As you saw when you replaced those 2 check valves.
But if you have a leak in the leveling side, air will drain from the brake lines thru those 2 check valves to the leveling side.
Barry and Dan, maybe not apples and apples for you Dan with the 2001, but when my 12 v compressor stops, it seems to pressure release somehow thru the glass bowl that has condensed the water and blows that water out.
At least that is what seems to happen. Happened to be there once when it stopped running and exhausted.
I recall asking David Whitehead one time, what am I to do about that water in that bowl? He said not to worry, it would take care of it. Maybe he meant the exhausting would? Not sure. But am pretty sure that is what I saw it do to empty the condensate. Hmmm?
mike
When I refer to dry in the bowl it is the one by the awning box. When my aux compressor cuts off it will also blow a lot of water out with the air. DAN
I had to get the coach out of the driveway for another project, so I am unable to do anything further with it for a week or two.
In general I don't mind DIY projects, but the whole brake/leveling/slide seal system seems very complex to me, and I have no experience working with anything like it before. I expect I will have FOT fix it when we are there next month.
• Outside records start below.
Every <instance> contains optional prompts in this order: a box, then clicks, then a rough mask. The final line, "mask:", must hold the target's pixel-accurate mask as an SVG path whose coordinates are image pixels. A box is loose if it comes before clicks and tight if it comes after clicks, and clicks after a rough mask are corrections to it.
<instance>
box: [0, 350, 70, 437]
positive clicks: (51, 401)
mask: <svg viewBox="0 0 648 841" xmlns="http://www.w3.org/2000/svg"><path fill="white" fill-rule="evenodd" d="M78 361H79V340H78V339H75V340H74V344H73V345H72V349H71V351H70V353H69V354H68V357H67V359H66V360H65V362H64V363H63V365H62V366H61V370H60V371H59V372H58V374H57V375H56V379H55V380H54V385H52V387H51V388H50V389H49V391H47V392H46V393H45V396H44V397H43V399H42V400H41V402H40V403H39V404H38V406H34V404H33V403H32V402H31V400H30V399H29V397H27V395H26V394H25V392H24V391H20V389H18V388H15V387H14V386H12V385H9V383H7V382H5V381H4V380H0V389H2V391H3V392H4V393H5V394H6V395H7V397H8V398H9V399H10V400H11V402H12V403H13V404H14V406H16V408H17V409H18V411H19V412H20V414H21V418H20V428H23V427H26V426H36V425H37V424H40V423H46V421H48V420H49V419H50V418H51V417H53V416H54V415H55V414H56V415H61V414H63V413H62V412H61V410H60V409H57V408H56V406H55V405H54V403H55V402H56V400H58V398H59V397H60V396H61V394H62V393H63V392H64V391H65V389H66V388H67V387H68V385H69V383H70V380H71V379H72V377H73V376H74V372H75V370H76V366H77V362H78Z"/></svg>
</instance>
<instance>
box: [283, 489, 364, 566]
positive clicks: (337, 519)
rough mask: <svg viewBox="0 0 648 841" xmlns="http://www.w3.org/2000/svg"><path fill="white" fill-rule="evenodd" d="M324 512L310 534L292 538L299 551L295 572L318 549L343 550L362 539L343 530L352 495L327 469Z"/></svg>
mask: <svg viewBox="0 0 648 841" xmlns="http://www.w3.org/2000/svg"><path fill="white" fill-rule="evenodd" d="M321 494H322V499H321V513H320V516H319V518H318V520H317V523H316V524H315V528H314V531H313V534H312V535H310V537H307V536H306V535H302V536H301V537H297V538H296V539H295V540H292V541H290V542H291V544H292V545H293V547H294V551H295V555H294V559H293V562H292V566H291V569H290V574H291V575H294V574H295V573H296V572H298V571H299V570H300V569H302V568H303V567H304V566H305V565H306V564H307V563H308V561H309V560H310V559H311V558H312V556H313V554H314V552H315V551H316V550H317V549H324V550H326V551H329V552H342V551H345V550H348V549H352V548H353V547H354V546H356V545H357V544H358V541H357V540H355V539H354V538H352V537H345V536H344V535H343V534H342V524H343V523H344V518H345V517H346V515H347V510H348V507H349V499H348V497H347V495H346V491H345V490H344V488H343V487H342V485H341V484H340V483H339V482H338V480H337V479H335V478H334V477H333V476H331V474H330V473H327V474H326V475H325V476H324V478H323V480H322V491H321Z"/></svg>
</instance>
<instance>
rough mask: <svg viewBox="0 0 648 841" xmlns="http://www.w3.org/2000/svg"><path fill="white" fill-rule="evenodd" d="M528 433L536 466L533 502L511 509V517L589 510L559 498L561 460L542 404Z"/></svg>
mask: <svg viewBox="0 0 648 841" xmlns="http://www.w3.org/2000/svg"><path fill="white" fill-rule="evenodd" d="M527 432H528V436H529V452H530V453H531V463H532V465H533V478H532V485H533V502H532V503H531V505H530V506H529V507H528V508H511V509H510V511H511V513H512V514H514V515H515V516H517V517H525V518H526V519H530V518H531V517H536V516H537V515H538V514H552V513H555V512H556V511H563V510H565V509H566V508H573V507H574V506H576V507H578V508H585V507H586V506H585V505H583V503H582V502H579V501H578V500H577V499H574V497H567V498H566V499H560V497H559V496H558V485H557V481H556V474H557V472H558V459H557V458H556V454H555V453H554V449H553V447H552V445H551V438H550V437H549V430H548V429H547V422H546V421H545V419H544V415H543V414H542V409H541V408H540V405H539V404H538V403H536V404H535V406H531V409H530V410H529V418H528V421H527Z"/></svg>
In the month since we made the purchase, we have also had the following problems:
Replaced an older chassis battery that would not charge. That was not a big deal.
The rear air conditioner doesn't appear to be putting out cold air. Also not a big deal, but something to have fixed.
A nearly new house battery went bad while charging. That was scary as the battery and battery compartment got very hot. BTW, the hydrogen emitted by the battery apparently set off the LP gas detector. The manufacturer confirmed that the LP detector (MTI 40-442) will alert to hydrogen gas. The batteries were all installed at the same time and are wired in parallel, so I don't know why one would go bad without the others unless it was the battery itself. I am hoping the battery will be covered under warranty by the manufacturer.
Sometimes the generator will start and then shut down after about 15 seconds with a flashing oil warning light, which according to the manual indicates low oil or coolant. I have checked and both are OK, so I don't know if it is a sensor problem or something else, such as a weak oil or water pump, etc. Other times it runs fine. I am not a diesel mechanic, so would prefer that it actually fail so that I could get it fixed.
So far I am not thrilled with the headache/enjoyment ratio, but it is early days. :-)
It helps that it is finally cooling off here in Texas so that it isn't brutal just to stand outside and look at it. :-)
Thanks for all of the suggestions, Ken
Ken, If your 5 amp fuse is good. Now check the manually RESETTABLE circuit breaker.
There is a tiny black button on the C/B that needs to be pushed in to reset the C/B.
I believe that is the problem you have if the compressor is not coming on.
Look at the photo, there is a row of C/B's behind the white panel in the bay.
When you get a chance add that air gauge on the compressor to help you know what it is doing.
Thanks, Barry. I looked at the circuit breakers but did not see one with a label related to the compressor. I will have another look the first chance I get and see if any need to be reset.